Eppure, scavando più a fondo, emerge un disegno, forse non preordinato e neppure inevitabile, ma dotato comunque di una sua coerenza per rendere egemoni le classi capitaliste. Anche a dispetto della democrazia. Chomsky compila una sorta di breviario che mostra i meccanismi con cui si esprime il predominio delle élite economiche e finanziarie sul resto della società. Tutto si articola intorno a una progressiva compressione degli spazi democratici e di partecipazione popolare alla vita pubblica. È interessante vedere come l'autore illustra il fenomeno, identificandone le molteplici fasi, spesso concatenate l'una all'altra. Fasi che permettono alla plutocrazia di giungere a dominare l'intera società.
Innanzi tutto si cerca di plasmare l'ideologia generale, grazie a un sistema mediatico per lo più controllato da chi dispone di ingenti mezzi economici, convincendo i più ampi strati sociali possibili dell'ineluttabilità del pensiero unico liberista. Si punta poi a favorire la massima concentrazione della ricchezza anche grazie a sistemi fiscali che agevolano i grandi detentori di capitale. Altro capitolo decisivo è la riduzione del costo del lavoro, incidendo su salari e diritti ed indebolendo i sindacati per tarpare le ali a qualsiasi rivendicazione sociale organizzata. In ultimo risulta da scardinare qualsiasi afflato solidaristico, esaltando modelli culturali profondamente competitivi che fanno da battistrada all'idea che tutto va lasciato al gioco del libero mercato, anche diritti fondamentali per la persona, come la salute o l'istruzione.

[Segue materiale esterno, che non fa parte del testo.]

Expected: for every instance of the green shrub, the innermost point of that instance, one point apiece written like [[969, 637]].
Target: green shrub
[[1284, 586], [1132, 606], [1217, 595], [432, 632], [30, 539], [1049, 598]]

E la politica? Nessun problema. Essa viene ridotta ai minimi termini sotto l'assedio di potenti lobby a tutela dei grandi interessi economici. Ma a monte si realizza  un'operazione ancora più subdola. Sotto le mentite spoglie dell'ingegneria costituzionale, si mira infatti a ridurre il potere del Parlamento a vantaggio del Governo, anche grazie al supporto di sistemi elettorali a forte prevalenza maggioritaria che distorcono la volontà popolare. Una minoranza nel Paese si trasforma così in un'ampia maggioranza parlamentare, con un'alterazione del voto che finisce poi per alimentare l'astensionismo e allontanare i cittadini dalla politica.
La beffa più atroce è che a disertare in massa le urne sono le fasce popolari che si privano così dell'unico strumento per far valere le proprie istanze. Un quadro, quello tracciato da Chomsky, davvero allarmante riguardo all'evoluzione delle nostre società avanzate. Qualcosa che fa riflettere e su cui è bene vigilare.


Carlo Baviera - 2017-12-21
Un bello scritto. Che inevitabilmente ci ricollega a quanto scritto su queste pagine da Giuseppe Davicino (Tempo di proposte forti). Sono, anche, i "popolari" che devono porsi nel campo del cambiamento radicale contro il disegno di predominio culturale e politico che sta affossando la democrazia e le comunità civili.